The Court cannot adopt Defendant's proffered interpretation of the regulations. The factors condoned by the regulations in evaluating a claimant's symptoms, namely the consideration of a medication's side effects, cannot reasonably include the inference that an absence of such side effects indicates an absolute lack of pain or other symptoms. Not only has Defendant failed to provide any authority, binding or persuasive, to support its alternative interpretation this regulation, but it also defies logic to suppose this regulation intends that a lack of side effects weighs against the credibility of a claimant who has never claimed to have experienced any such side effects. The Court agrees with Judge Major that the ALJ failed to explain why a lack of adverse side effects indicates Plaintiff was not credible. Consequently, the Court again adopts the R&R here and finds that the ALJ's reliance on Plaintiff's lack of side effects caused my medication was erroneous and not supported by substantial evidence.

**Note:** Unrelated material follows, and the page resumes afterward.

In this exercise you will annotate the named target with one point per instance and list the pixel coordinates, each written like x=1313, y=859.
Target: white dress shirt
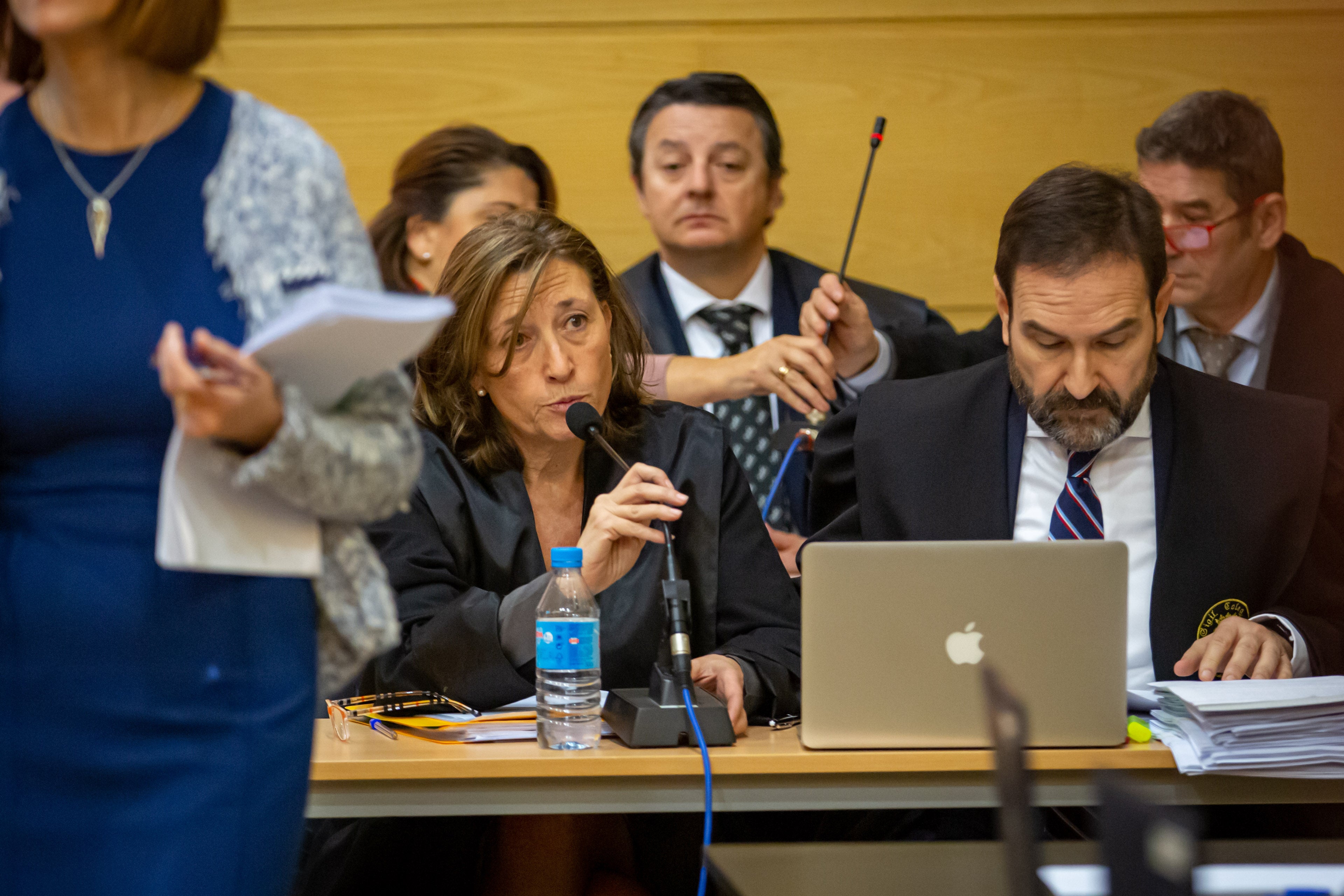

Third, Defendant objects to Judge Major's rejection of the ALJ's reliance on Plaintiff's participation in vocational rehabilitation training. (Id. at 4.) Defendant argues that because Plaintiff 's doctors recommended the vocational rehabilitation and had deemed her capable of returning to work, Plaintiff's participation was a clear and convincing reason to discount her testimony. (Id. at 4.) The Court agrees with the Judge Major's conclusion that "[a]ll the record establishes is that Plaintiff participated in a fifteen week long vocational program . . . and that she started a vocational rehabilitation course." (R&R 15.) In finding the ALJ's consideration of Plaintiff's vocational rehabilitation improper, Judge Major correctly applied the rule from Lingerfelter v. Astrue, 504 F.3d 1028, 1038 (9th Cir. 2007), which states that an ALJ may not discredit a claimant for attempting to work in spite of her impairments, particularly where the claimant tried to work and failed. (R&R 15.) Defendant's citation of a regulation concerning consideration of treating physician's conclusions regarding a claimant's symptoms misses the point, and does nothing to alter Judge Major's reasoning. (See Objs. 4.) Accordingly, the Court adopts the R&R and finds the ALJ improperly relied on Plaintiff's participation in a vocational rehabilitation course to discredit her testimony.

Finally, Defendant does not seem to object to Judge Major's determination regarding remand. Accordingly, the Court reviews for legal error, finds none, and adopts the R&R's reasoning regarding the propriety of remand. (R&R 16-17.)


For the foregoing reasons, the Court ADOPTS Magistrate Judge Major's R&R in its entirety. Consequently, Defendant's motion for summary judgment is DENIED, Plaintiff's motion for summary judgment is GRANTED IN PART, and this case is REMANDED for further administrative proceedings consistent with this Order.